Arlington, VA (PRWEB) June 1, 2010 – Cinevolve Studios announced that Equality U, the award-winning documentary on the first-ever Soulforce Equality Ride in 2006, will become available in DVD format today (available in the Soulforce store).
The film, from director Dave O’Brien, is a feature-length documentary that follows a group of 33 young activists from Soulforce, a national non-profit organization dedicated to nonviolently confronting and ending anti-LGBTQ discrimination, on its first-ever Equality Rider. The initial Equality Ride is a two-month tour across the United States to 19 conservative religious and military colleges, to confront policies that ban or discriminate against lesbian, gay, bisexual and transgender students and faculty.
Any of us who are working or worshiping within mainstream religious institutions need to watch this film and pay attention to its message.
– Rev. Dr. Cindi Love, Executive Director, Soulforce
According to Rev. Dr. Cindi Love, Executive Director of Soulforce, Equality U is a “sleeper” with the potential to rudely awaken administrators of religious based colleges and universities and their affiliated denominations. First tagged as a movie about gay young adults tackling "the establishment," this film is now understood as a critical lens into American culture where young adults are now half as likely to attend church weekly or more (15% of 20-year-olds and 20% of 30-year-olds attend church weekly or more, compared to about 40% of older adults). Lower rates of attendance may signal a long-term trajectory of reduced religious participation, effectively “shrinking” mainstream religious institutions and their affiliated colleges and universities.
Love notes when young adults do elect to participate in organized religion, they are characterized, by some sociologists, as the catalyst for new, consciously postmodern, nonhierarchical and radically inclusive churches. These young people are much more inclined to support a multicultural and pluralistic community-type congregation that is very fluid in its racial/ethnic and sexual/gender composition.
“While it is too soon to know what kind of emerging adult spirituality or religious practice will dominate the United States throughout the next century,” Love notes, “there is sufficient evidence to indicate that exclusionary and discriminatory policies toward women, people of color, and lesbian, gay, bisexual and transgender people will not get high marks.”
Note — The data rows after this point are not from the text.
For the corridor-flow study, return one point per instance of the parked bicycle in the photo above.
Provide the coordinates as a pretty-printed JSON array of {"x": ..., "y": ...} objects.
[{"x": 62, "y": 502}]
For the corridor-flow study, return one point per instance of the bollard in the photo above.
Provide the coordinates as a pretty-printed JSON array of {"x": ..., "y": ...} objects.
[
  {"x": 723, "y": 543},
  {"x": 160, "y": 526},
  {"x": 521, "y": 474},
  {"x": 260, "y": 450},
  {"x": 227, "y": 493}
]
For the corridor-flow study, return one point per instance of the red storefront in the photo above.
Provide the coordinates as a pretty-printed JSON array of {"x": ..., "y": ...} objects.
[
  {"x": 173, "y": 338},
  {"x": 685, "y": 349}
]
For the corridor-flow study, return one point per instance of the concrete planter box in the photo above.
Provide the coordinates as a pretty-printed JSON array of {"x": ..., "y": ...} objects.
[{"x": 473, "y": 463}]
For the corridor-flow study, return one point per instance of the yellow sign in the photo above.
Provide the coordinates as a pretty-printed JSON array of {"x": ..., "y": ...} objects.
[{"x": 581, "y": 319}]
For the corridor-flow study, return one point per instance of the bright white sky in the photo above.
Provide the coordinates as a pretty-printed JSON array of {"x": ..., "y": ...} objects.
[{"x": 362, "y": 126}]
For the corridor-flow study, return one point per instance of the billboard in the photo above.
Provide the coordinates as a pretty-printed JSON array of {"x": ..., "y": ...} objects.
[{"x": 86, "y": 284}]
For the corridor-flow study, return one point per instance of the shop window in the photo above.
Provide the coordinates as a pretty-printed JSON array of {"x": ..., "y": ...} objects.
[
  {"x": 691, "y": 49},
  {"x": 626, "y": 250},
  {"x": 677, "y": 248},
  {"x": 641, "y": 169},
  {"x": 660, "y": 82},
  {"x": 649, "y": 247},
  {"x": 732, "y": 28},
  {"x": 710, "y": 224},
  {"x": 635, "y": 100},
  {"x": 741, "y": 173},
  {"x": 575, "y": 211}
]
Love says, “Any of us who are working or worshiping within mainstream religious institutions need to watch this film and pay attention to its message. Young adults are edgy and have little patience with traditional paternalistic or patriarchal attitudes or expressions of authority. When it comes to matters of the spirit, they want to live their lives out in the same way they communicate on Facebook, where barriers are few and far between, and in this, they are quintessentially American.”
The movie has already gained attention since its debut at a number of top gay and lesbian film festivals in 2008. The movie has won numerous awards, including Outstanding Emerging Talent at Outfest 2008 and several Best Documentary and Best Feature awards. It also has aired on cable channel Logo a number of times since debuting there in January 2009.